At home in East London Booi helped to lay bricks to raise money for his development studies at the University of the Western Cape. Later, from his service shack in Khayelitsha, he realised the link between community needs and sustainable energy. After two years in development work, he joined a force of young, black energy activists placed at local level to introduce cutting-edge initiatives into communities.
Booi and his peers, says Sarah Ward, manager of Urban Sustainable Energy for Environment and Development (Seed), are of necessity humanists as well as political animals — selling environmental urgency to national ministers, political councillors and local residents. They shine in contrast to South Africa’s traditional environmentalists, white engineers with “technical know-how and a narrow field of vision”.
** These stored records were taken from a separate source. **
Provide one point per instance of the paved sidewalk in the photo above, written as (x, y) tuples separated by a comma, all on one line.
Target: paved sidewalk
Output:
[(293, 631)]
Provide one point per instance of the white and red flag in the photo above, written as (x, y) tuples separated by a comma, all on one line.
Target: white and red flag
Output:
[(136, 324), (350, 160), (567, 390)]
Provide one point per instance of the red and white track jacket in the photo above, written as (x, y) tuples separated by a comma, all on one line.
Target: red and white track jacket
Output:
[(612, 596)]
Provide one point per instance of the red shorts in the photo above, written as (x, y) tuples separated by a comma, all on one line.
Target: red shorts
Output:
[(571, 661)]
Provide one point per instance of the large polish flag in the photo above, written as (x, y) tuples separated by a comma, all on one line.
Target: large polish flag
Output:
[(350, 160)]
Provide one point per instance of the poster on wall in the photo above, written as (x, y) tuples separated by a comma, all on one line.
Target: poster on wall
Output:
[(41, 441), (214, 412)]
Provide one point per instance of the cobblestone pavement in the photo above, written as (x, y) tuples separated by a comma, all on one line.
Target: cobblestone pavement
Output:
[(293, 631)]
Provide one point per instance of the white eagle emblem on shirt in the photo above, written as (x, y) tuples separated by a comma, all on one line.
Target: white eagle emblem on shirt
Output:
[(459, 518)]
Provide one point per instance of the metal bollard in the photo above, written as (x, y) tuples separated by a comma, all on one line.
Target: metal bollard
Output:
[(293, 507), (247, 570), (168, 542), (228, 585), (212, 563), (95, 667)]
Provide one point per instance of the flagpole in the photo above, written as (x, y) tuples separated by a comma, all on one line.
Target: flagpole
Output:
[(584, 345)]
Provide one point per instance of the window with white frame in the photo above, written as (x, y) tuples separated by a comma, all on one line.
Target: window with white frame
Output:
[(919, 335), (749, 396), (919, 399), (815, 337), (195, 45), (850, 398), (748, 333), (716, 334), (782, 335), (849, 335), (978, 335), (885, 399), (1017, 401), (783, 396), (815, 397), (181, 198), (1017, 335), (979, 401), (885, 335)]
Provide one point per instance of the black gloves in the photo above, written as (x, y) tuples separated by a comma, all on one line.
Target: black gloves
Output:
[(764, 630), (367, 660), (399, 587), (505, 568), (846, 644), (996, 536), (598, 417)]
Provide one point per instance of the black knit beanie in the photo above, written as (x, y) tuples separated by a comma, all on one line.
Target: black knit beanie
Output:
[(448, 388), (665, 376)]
Seed plants its energy champions in local structures — local municipalities, government departments and NGOs — to tackle the “hidden part of poverty”. Energy burns up more than a quarter of the income of the urban poor, but the pressure to deliver houses tends to override this critical detail. Seed, which targets low-income housing and public development, is a Sustainable Energy Africa programme, funded by Danish development funders Danida.
Seed pays for the training and wages of its nine advisers, and covers network meetings and computer expenses. The partner organisations cover the rest of the expenses.
The “infiltration” of these activists into local structures makes a big change, says Ward, to NGOs “scratching on the outside of local authorities, often in opposition to them”. Their placement “inside” also cancels out the temptation to blame local authorities.
Partners include the South African Local Government Association, the Ethekwini Municipality and NGOs such as the Development Action Group. Seed also supports “links” (designated staff) in the Department of Minerals and Energy Affairs and the Department of Housing.
In between sitting on the caucus of the Environmental Justice Network Forum, which trains community- based organisations in energy issues, Booi makes presentations to local politicians and national portfolio committees on the environment and energy.
Within their stations the advisers are connected to people with power, people who have sufficient charge to introduce new policies. Booi’s connection is Ossie Asmal, environmental coordinator at Tygerberg Administration — City of Cape Town.
Starting with a master’s in environmental management and experience in community development in Hanover Park on the Cape Flats, Asmal became a key founder of the Local Agenda 21 group. This group translates sustainable development resolutions made at the 1992 Rio world conference into local action. Booi is one of Asmal’s vital conduits in his job of overseeing different strategies to manage the local environment.
Booi’s initial mandate was the Build and Live Safe project in Khayelitsha. He trained building inspectors, helping them stretch their role beyond the settling of boundary disputes and the enforcement of building regulations to giving advice to residents about layout planning, insulation and placement on sites.
The Build and Live Safe project includes a schools energy programme aimed at conscientising children about energy. High school children, for example, are required to do energy audits of their school, says Booi.
The project amplified into the Kuyasa Clean Development Mechanism (CDM) pilot project, aimed at mitigating climate change. This is one of the country’s four efforts to “package” projects compatible with the 1990 Kyoto Protocol, an international agreement to mitigate 5,2% of the world’s carbon emissions by between 2008 and 2012. The world’s northern countries gain points for paying for such projects in developing countries. “Pollution knows no boundaries,” says Booi, and the northern countries are “buying” projects in places such as South Africa, Bolivia and Mozambique.
South South North, funded by the Dutch government, is helping to “package” the CDM pilot. Ten “demo houses” in Khayelitsha have been fitted with ceilings by local artisans. Solar water heaters and incandescent light bulbs have also been installed. A baseline study calculating the savings in terms of potential carbon emissions from the burning of paraffin for warmth or coal for electrical geysers must be done before the package is ready for sale. The country that takes it will ultimately pay for identical additions to 2309 houses in Kuyasa, Khayelitsha.
Booi is involved in a second CDM project in which methane will be recovered from decomposing organic matter in a closed landfill site in Bellville. Methane can be burned to create electricity, replacing coal as a much cleaner source of fuel.
A critical requirement for these projects, says Booi, is that they contribute to the sustainable development of the country as a whole.